The gold standard for establishing the diagnosis of Gaucher disease is by detecting low levels of enzyme activity in peripheral blood cells compared to (same-day) normal controls.
Biopsy and bone grafting or dental extractions should not be performed exclusively because of concern about the abnormal appearance of the mandibular bony matrix on x-ray in the context of overwhelming Gaucher cell infiltration.
In cases where extractions have been performed, consider implants in patients with Gaucher disease using the same criteria as in other patients.
There is delayed eruption of the teeth and permanent dentition in virtually all children with Gaucher disease, but both catch-up growth (height as well as bone age) is to be expected even in the absence of ERT.
The severity of thrombocytopenia does not predict the risk of bleeding even among patients receiving ERT; therefore, evaluation of coagulation deficiencies and impaired platelet function tests is prudent before commencing any dental procedures.

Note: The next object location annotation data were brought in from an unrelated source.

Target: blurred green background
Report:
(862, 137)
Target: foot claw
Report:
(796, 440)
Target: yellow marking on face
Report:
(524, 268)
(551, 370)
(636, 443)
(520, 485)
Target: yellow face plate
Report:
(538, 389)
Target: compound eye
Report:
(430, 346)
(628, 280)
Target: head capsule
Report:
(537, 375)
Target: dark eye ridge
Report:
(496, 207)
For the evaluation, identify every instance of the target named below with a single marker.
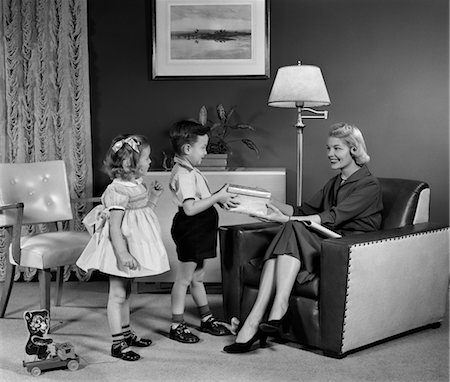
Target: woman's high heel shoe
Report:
(271, 327)
(245, 347)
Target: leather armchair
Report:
(370, 287)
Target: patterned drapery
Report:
(44, 93)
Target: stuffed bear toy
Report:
(39, 346)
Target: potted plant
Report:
(221, 130)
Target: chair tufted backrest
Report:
(41, 186)
(405, 202)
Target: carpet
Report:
(420, 356)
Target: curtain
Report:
(44, 94)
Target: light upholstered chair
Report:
(371, 286)
(43, 189)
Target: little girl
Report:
(126, 241)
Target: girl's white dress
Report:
(140, 229)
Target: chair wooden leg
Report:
(59, 285)
(7, 287)
(45, 278)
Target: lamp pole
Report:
(299, 127)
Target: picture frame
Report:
(210, 39)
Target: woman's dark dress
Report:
(351, 207)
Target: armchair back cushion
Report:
(405, 202)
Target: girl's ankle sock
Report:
(177, 319)
(126, 330)
(117, 339)
(205, 312)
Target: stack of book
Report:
(252, 200)
(214, 162)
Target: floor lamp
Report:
(301, 87)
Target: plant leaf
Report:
(251, 145)
(221, 113)
(203, 115)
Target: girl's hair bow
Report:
(129, 141)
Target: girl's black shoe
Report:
(245, 347)
(122, 351)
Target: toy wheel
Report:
(73, 365)
(35, 371)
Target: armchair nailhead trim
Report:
(396, 238)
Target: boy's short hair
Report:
(186, 132)
(353, 138)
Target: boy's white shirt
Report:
(187, 182)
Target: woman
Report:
(348, 203)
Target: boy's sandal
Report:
(182, 334)
(214, 327)
(122, 351)
(134, 340)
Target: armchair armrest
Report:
(380, 284)
(239, 244)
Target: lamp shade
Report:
(298, 86)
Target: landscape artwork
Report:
(211, 32)
(210, 39)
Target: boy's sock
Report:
(177, 319)
(205, 312)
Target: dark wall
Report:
(385, 63)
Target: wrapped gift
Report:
(252, 200)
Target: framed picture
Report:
(210, 39)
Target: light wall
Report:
(385, 63)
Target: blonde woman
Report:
(349, 203)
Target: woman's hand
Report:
(274, 214)
(156, 189)
(226, 199)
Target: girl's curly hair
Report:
(119, 151)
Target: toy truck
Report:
(65, 357)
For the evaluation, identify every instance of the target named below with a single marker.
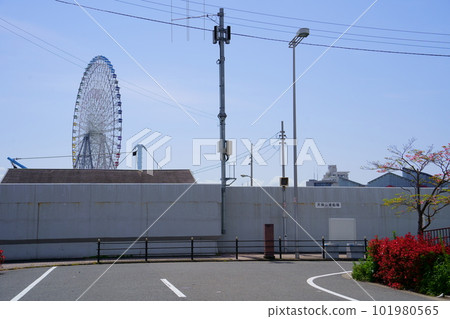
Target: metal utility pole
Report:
(222, 35)
(301, 34)
(251, 164)
(283, 173)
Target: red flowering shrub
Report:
(402, 262)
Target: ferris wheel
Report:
(97, 119)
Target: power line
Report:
(293, 28)
(197, 111)
(326, 22)
(259, 37)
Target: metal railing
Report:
(199, 248)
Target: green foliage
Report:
(364, 269)
(436, 279)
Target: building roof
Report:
(390, 180)
(97, 176)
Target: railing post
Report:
(323, 247)
(146, 249)
(98, 250)
(192, 248)
(279, 247)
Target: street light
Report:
(301, 34)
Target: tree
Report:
(412, 162)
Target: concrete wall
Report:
(77, 211)
(248, 209)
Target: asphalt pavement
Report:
(195, 281)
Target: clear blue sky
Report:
(352, 103)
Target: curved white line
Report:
(31, 286)
(310, 282)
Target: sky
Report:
(371, 74)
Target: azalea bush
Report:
(407, 262)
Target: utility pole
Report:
(222, 35)
(283, 174)
(251, 164)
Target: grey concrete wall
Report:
(249, 208)
(74, 211)
(61, 211)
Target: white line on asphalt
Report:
(173, 288)
(310, 282)
(26, 290)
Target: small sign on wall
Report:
(328, 205)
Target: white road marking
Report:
(173, 288)
(310, 282)
(34, 283)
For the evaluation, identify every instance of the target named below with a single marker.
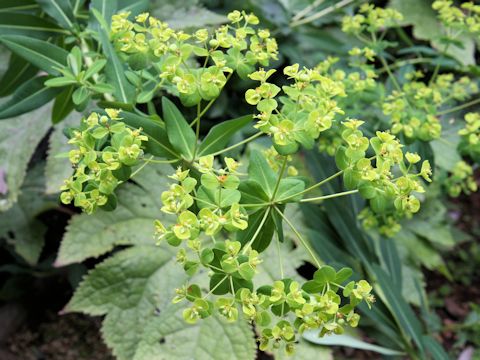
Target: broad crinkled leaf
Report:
(131, 222)
(19, 138)
(134, 289)
(57, 169)
(19, 226)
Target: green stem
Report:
(237, 144)
(337, 174)
(305, 244)
(331, 196)
(459, 107)
(216, 286)
(280, 175)
(260, 226)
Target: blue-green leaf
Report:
(348, 341)
(19, 70)
(179, 133)
(219, 135)
(17, 5)
(260, 171)
(40, 53)
(28, 25)
(31, 95)
(158, 143)
(114, 70)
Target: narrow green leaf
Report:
(158, 143)
(265, 235)
(38, 52)
(31, 95)
(114, 70)
(18, 72)
(27, 25)
(179, 133)
(402, 313)
(260, 171)
(219, 135)
(17, 5)
(60, 10)
(135, 7)
(289, 187)
(348, 341)
(63, 105)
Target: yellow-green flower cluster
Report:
(371, 19)
(461, 180)
(466, 17)
(308, 107)
(413, 111)
(470, 137)
(106, 151)
(193, 64)
(390, 197)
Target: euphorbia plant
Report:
(224, 216)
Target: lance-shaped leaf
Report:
(158, 143)
(219, 135)
(180, 134)
(27, 25)
(134, 289)
(17, 5)
(18, 72)
(260, 171)
(40, 53)
(19, 138)
(30, 96)
(114, 70)
(60, 10)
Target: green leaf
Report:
(19, 226)
(40, 53)
(17, 5)
(129, 287)
(260, 171)
(348, 341)
(19, 138)
(135, 7)
(115, 69)
(158, 143)
(219, 135)
(131, 222)
(106, 8)
(265, 234)
(27, 25)
(180, 134)
(59, 168)
(403, 314)
(59, 10)
(28, 97)
(18, 72)
(63, 105)
(289, 187)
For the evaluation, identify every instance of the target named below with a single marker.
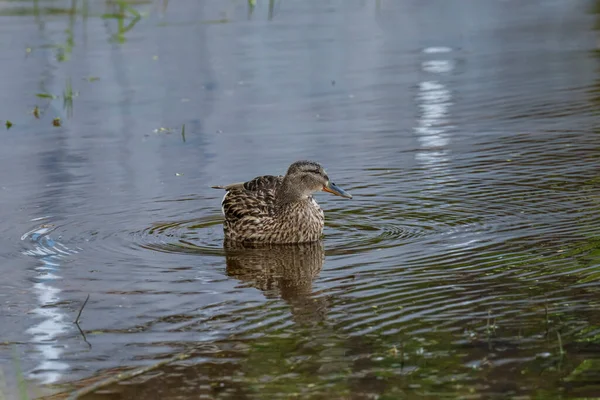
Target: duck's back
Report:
(255, 198)
(252, 214)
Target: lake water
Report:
(466, 265)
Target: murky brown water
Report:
(466, 265)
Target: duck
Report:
(278, 209)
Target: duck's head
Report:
(304, 178)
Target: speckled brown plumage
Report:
(277, 209)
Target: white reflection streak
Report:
(434, 100)
(54, 323)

To prepare adequately for possible hemorrhaging, appropriate hematological replacement therapy prior to the procedure including the administration of anti-fibrinolytics (e.g., hexacapron) and/or platelet transfusion after the procedure in high risk patients should be considered. Suturing the area of the incision is prudent.
Provide comprehensive follow-up after procedures to monitor possible complications; stress good oral hygiene and appropriate dental and periodontal follow-up for all patients.